At our Christmas program this year, I shared a “behind the scenes” look at the life of George Frederick Handle and the origin of His famous musical production, “The Messiah”. According to Ace Collins in his book “The Best Loved Songs of Christmas” he writes that George Frederick suffered several strokes and was all but crippled by rheumatism before he reached the age of forty. By 1741, his eyesight had failed as well. Legally blind, barely able to walk, Handel also lost his creative powers. Here was a man who felt like his usefulness to the Lord was greatly diminished and because he couldn’t work he couldn’t provide income for himself. With so many bills due and no way to pay them, he had lost hope of any future. One warm day in August 1742, the mail brought a double dose of good news. Opening the first envelope, Handel discovered that the Duke of Devonshire wanted the composer to come to Dublin and produce a series of benefit concerts. The second letter was from a man he knew by the name of Charles Jennens who invited George Frederick to compose a musical based on the biblical stories centering on the Messiah. George Frederick was not only interested, for the first time in years he was inspired. In fact, George Frederick felt like he was getting a second chance to use his talents for the LORD.

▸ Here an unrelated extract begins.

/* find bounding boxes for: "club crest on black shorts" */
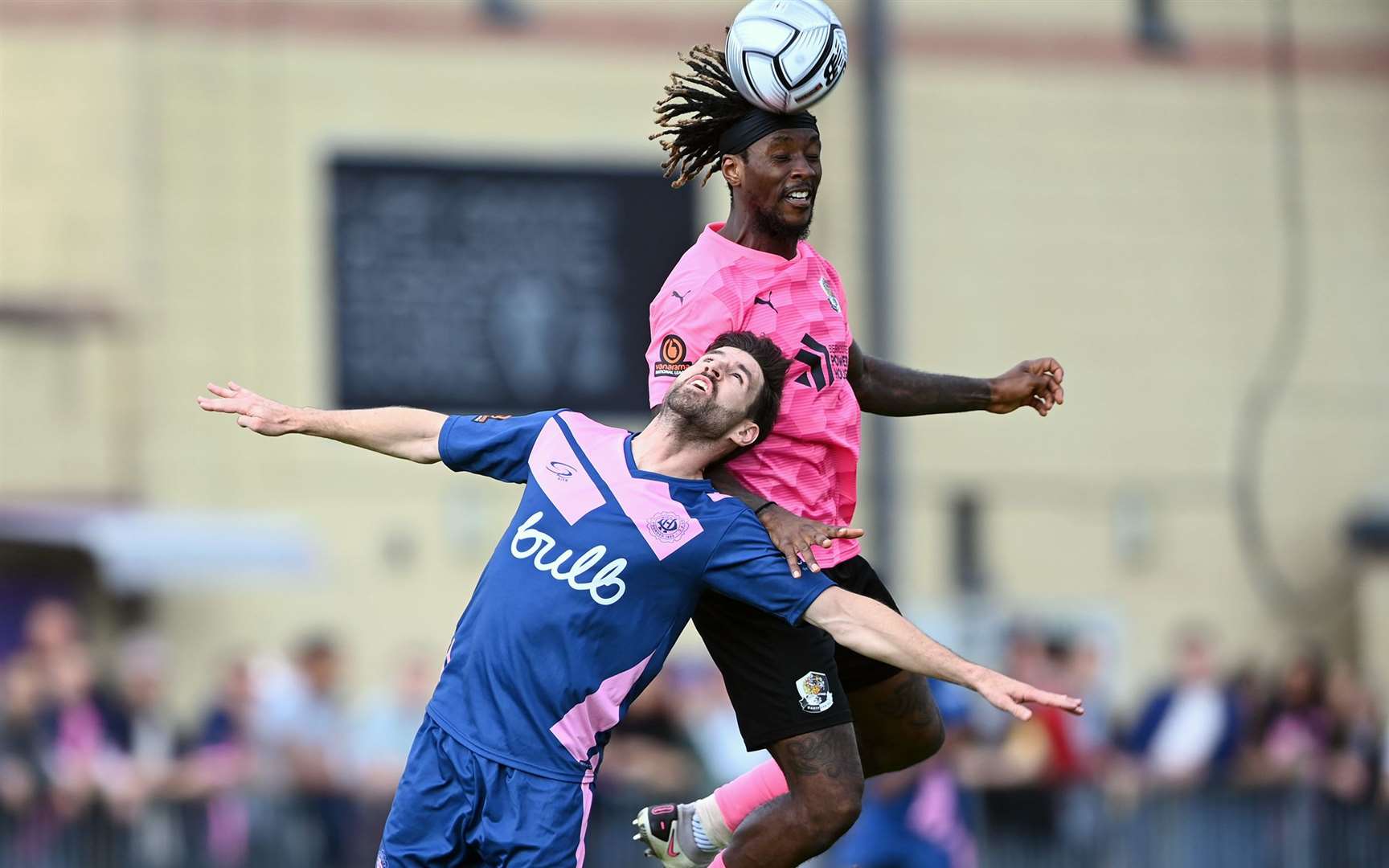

The debut of his musical was in Dublin. With just a handful of singers and a small orchestra, the composer brought the work to life in front of a large audience. A few months later, Handel brought his newest work to the London stage. On the second night, King George II was so moved by the first few notes of the “Hallelujah Chorus” that he rose to his feet. The audience followed suit.
According to Patrick Cavanaugh in his book “The Spiritual Lives of the Great Composers” he said that a friend who visited George Frederick as he was composing found him sobbing with intense emotion. Later, as Handel groped for words to describe what he had experienced, he quoted St. Paul, saying, “Whether I was in the body or out of my body when I wrote it I know not.” Handel explained to his friends that when he contemplated each act, “I did think I did see all Heaven before me and the great God himself.” Composing “The Messiah” was an amazing spiritual experience for George Frederick, and the Lord used this musical in his day and still does today.
George Frederick Handel died in 1759. His funeral was held at the Westminster Abbey in London and it was the Hallelujah Chorus they played at his funeral. What touched my heart about his story was George Frederick Handel was so thankful that God gave him one more chance to use his talent to compose this musical called “Messiah”. Our Lord looks for those who will offer to Him a willing heart. God will always use those who give their talents and abilities to Him. As we began 2018 may we have the same attitude that George Frederick had and offer our talents and abilities to the Lord that He may use us for the honor and glory of Christ Jesus.